奉劍和奉墨經(jīng)過上次的事后變得沉穩(wěn)許多,沒有跟著吵架,只冷冷在旁盯著那些人。
看他倆的架勢,但凡那些人有個要和媽媽們動手的架勢,手還沒起來就能被倆人揍趴下去。
奉書和奉硯還是以前的做派,兩人也氣得不行,袖子擼起已經(jīng)打算開始干架了。
方媽媽站定后高聲喊道:“三奶奶來了!我看哪個還敢在這兒撒野!”
一些人在媽媽們面前還敢叫囂,見到三奶奶后忙收了聲音打算退下。小廝們不肯,一個箭步上去直接把要離開的那些人給按住。
再有人想逃,奉劍直接拿出隨身小劍抽了出來。
一年過去他比清語初見時高了許多,身量長開后高高瘦瘦氣勢迫人,練武出來的凌厲眼神更是逼退了那些打算去廚房屋里摸菜刀的伙夫。

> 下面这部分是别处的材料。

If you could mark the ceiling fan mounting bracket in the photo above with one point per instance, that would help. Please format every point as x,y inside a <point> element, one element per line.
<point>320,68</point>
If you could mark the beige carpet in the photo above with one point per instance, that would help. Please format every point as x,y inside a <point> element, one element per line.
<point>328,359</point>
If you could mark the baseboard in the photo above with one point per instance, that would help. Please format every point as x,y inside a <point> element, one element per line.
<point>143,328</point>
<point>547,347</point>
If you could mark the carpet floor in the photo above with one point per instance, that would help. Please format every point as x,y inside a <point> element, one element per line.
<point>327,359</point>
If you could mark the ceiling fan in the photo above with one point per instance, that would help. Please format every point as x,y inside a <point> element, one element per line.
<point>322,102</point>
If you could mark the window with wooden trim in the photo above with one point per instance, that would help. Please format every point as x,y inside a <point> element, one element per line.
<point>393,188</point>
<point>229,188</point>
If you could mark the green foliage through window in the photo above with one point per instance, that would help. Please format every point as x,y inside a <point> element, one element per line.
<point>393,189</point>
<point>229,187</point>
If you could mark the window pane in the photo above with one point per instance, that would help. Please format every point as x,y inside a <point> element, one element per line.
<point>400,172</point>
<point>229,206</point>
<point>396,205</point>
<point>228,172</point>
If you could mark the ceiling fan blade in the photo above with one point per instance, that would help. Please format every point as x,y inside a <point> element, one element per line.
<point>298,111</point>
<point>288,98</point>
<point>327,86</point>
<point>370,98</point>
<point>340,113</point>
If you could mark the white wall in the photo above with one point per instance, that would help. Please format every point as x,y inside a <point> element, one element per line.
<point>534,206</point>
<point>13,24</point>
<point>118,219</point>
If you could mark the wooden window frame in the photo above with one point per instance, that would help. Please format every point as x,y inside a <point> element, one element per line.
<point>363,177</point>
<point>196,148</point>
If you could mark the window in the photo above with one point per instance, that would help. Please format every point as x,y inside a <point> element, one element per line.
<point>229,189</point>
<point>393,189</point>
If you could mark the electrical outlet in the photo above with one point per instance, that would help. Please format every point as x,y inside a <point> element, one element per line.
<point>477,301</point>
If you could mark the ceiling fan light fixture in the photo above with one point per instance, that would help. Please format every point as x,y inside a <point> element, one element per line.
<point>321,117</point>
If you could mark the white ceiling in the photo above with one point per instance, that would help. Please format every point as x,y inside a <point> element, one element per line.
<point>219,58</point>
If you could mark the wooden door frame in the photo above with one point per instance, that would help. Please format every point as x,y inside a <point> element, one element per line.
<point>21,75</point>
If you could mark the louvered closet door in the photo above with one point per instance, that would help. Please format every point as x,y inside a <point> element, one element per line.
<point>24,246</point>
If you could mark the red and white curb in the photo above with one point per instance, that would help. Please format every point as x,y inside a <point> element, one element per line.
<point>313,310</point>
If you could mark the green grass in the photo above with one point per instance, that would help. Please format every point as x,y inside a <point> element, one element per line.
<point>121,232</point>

但凡參與吵架的人沒誰能跑走,只能靜等著三奶奶的處置。
清語沒搭理他們,直接問董媽媽和馮媽媽:“怎么回事。”
董媽媽還在氣頭上,氣息不順。馮媽媽答道:“這些東西好些個對不上的。我們說不一樣,他們非要說一樣。”
說罷,她也不用翻看冊子,當(dāng)即列數(shù)了十多個,其中就包括了董媽媽剛才爭吵時提到的,“還有許多,我們一時間想不起來,冊子上已經(jīng)勾了起來,等會兒奶奶查驗便是。”
清語問那些人,“你們可敢一字一句的保證,這些必然都是和冊子記錄的是同一種東西?”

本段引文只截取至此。